Paperclip: When AI Agents Get an Org Chart

Lena’s Fourteen Tabs

It’s a Tuesday morning in spring, and Lena is staring at an email from Anthropic. Subject: “Your usage limit has been reached.” €847 in 72 hours.

Lena, 34, runs a small content agency in Zurich. Three employees, a dozen clients, and for the past few months, an experiment: AI agents for routine work. She had started small, with a single terminal window running Claude Code (an AI tool that works like a programming assistant in the command line). Soon a second agent joined, sorting research sources. Then a third for SEO briefings (SEO stands for Search Engine Optimization, the practice of tailoring content to rank well in search engines). Four weeks later, Lena had fourteen browser tabs and six terminal windows open simultaneously, each a different agent, each with its own task, none with any awareness of the others.

What happened that weekend, Lena only discovers when reading the logs: two of her agents had fallen into an endless loop. One was supposed to draft a post, the other to edit it. Neither was ever satisfied. For hours.

Lena is not alone with this problem.

BILD 1 Was Passiert Wenn KI Agenten Ohne Budget Kontrolle In Eine Schleife Geraten
IMAGE 1 – What happens when AI agents enter a loop without budget controls – one weekend, one API bill

The Birth of a New Tool

This exact frustration is the origin of Paperclip, an open-source project that appeared on GitHub in March 2026 and has since risen to become one of the most-watched repositories in the AI world. As of May 2026: around 63,700 stars, 11,500 forks, eighth release. Author: a pseudonymous developer operating under the name @dotta, who by his own account ran an automated hedge fund where he regularly juggled twenty or more Claude Code windows simultaneously. No shared context, no cost control across sessions, no way to pick up where he left off after a reboot.

Paperclip is the answer to this operational hell. And — to say it upfront — it doesn’t entirely solve the problem its marketing promises.

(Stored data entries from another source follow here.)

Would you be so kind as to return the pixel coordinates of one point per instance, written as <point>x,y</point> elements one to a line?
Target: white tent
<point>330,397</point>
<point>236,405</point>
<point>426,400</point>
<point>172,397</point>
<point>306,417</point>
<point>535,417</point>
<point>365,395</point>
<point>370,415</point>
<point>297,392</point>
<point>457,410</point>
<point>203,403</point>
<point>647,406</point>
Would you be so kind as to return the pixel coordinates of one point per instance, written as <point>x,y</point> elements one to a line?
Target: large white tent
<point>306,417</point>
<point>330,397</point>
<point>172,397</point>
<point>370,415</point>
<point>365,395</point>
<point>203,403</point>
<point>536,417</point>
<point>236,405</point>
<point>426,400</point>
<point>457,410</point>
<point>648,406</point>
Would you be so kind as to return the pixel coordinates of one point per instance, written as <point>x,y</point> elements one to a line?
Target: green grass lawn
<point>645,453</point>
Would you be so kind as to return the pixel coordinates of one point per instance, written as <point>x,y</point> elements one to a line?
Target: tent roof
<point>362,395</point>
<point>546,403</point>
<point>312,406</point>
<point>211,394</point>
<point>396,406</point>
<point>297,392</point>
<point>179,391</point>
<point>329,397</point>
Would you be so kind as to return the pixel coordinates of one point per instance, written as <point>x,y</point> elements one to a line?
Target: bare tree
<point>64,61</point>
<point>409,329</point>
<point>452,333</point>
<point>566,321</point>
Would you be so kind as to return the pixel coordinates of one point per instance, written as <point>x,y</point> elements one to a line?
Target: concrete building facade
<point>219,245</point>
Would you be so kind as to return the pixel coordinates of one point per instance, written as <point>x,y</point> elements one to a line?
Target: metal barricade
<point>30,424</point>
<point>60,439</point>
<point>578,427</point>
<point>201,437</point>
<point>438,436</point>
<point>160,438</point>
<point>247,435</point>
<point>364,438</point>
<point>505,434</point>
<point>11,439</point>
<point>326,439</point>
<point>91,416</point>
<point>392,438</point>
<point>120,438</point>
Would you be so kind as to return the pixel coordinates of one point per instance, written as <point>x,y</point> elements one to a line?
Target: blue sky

The website reads: “Open-source orchestration for zero-human companies.” A company without people, run by AI. Sounds like science fiction or an apocalyptic film, depending on your mood. In reality, Paperclip does something more interesting and considerably more modest: it gives people like Lena a management interface for the AI agents they’re already using. A kind of cockpit for agent teams.

The central thesis of this article is therefore:

Paperclip doesn’t solve the problem “How do I build a company without people?” — it solves the problem “How do I keep control over multiple AI agents?”

A Name Like a Warning Sign

Before we go deeper, a short detour that reveals more than the creators may have intended. The name Paperclip is no coincidence.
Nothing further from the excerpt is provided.